Revisiting the X-ray–mass scaling relations of early-type galaxies with the mass of their globular cluster systems as a proxy for the total galaxy mass

Using globular cluster kinematics and photometry data, we calibrate the scaling relation between the total galaxy mass (M-TOT, including dark matter) and total globular cluster system mass (M-GCS) in a sample of 30 early-type galaxies (ETGs), confirming a nearly linear relationship between the two physical parameters. Using samples of 83 and 57 ETGs, we investigate this scaling relation in conjunction with the previously known relations between M-TOT and the interstellar medium (ISM) X-ray luminosity and temperature, respectively. We confirm that M-GCS can be effectively used as a proxy of M-TOT. We further find that the L-X,L-GAS-M-TOT relation is far tighter in the subsample of core ETGs when compared to cusp ETGs. In core ETGs (old, passively evolving stellar systems) M-TOT is significantly larger than the total stellar mass M-STAR and the correlation with the hot gas properties is driven by their dark matter mass M-DM. Cusp ETGs typically have lower L-X,L- GAS than core ETGs.
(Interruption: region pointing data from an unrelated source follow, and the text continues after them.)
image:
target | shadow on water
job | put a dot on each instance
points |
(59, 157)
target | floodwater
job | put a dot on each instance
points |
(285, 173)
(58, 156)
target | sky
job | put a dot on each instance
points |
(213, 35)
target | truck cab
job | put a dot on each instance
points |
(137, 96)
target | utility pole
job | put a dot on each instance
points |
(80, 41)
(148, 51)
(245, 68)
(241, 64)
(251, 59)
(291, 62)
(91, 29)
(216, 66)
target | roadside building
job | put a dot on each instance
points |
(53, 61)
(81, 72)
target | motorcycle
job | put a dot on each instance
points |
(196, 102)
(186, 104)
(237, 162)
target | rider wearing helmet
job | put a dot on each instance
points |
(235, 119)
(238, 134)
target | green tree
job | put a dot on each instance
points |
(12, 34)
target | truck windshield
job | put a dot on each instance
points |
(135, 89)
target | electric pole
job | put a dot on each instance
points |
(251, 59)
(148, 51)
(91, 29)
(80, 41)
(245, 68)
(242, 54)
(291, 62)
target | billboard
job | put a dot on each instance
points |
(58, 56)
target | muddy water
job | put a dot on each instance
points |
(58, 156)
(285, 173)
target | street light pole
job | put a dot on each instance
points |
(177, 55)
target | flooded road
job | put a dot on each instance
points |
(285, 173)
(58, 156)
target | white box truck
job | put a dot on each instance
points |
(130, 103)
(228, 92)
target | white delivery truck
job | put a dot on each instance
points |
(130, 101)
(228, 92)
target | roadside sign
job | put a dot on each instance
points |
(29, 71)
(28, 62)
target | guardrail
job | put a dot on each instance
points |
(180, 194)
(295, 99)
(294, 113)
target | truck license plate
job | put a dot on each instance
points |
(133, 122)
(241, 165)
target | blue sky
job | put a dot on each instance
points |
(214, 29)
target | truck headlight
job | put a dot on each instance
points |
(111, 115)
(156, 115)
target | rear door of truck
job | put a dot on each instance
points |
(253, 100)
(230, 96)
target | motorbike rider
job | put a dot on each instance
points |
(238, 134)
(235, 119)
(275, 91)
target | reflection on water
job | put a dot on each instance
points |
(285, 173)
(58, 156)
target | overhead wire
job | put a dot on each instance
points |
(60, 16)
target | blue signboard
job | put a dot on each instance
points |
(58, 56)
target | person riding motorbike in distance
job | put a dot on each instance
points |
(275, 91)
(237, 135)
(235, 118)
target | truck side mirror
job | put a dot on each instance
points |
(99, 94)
In cusp ETGs, for a given M-DM, higher L-X,L- GAS is associated with higher M-STAR, suggesting stellar feedback as an important secondary factor for heating the ISM. Using the M-GCS-M-TOT scaling relations we compare 272 ETGs with previous estimates of the stellar-to-halo-mass relation of galaxies. Our model-independent estimate of M-TOT results in a good agreement around halo masses of 10(12)M(circle dot), but suggests higher star formation efficiency than usually assumed both at the low- and at the high-halo-mass ends.